The Russian team analyzed age-associated changes in ADSCs collected from patients of different age groups, including some patients who suffered from coronary artery disease and some without.  The results showed that ADSCs from the older patients in both groups showed some of the characteristics of aging, including shorter telomeres (the caps on the ends of chromosomes that protect them from deterioration), which confirms that ADSCs do age.

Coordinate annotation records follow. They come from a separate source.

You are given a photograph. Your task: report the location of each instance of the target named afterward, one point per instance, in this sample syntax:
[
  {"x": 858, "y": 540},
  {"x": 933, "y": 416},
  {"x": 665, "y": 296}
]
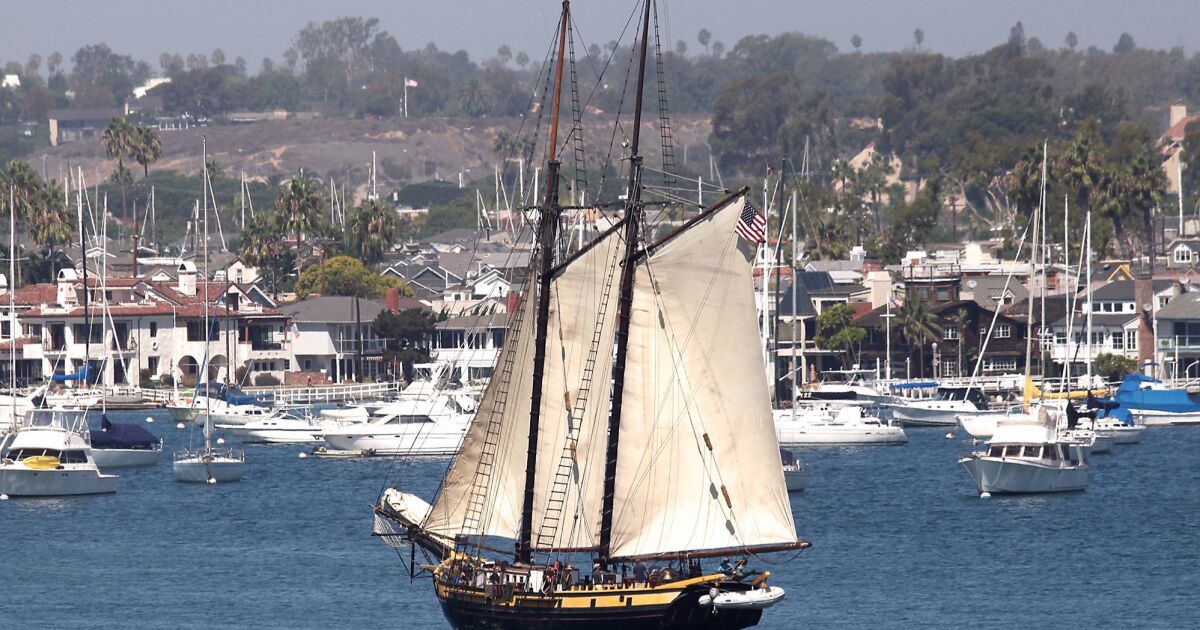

“We showed that ADSCs from older patients both with and without coronary artery disease produced significantly less amounts of angiogenesis-stimulating factors compared with the younger patients in the study and their angiogenic capabilities lessened,” Dr. Efimenko concluded. “The results provide new insight into molecular mechanisms underlying the age-related decline of stem cells’ therapeutic potential.”

“These findings are significant because the successful development of cell therapies depends on a thorough understanding of how age may affect the regenerative potential of autologous cells,” said Anthony Atala, M.D., director of the Wake Forest Institute for Regenerative Medicine, and editor of STEM CELLS Translational Medicine, where this research was published.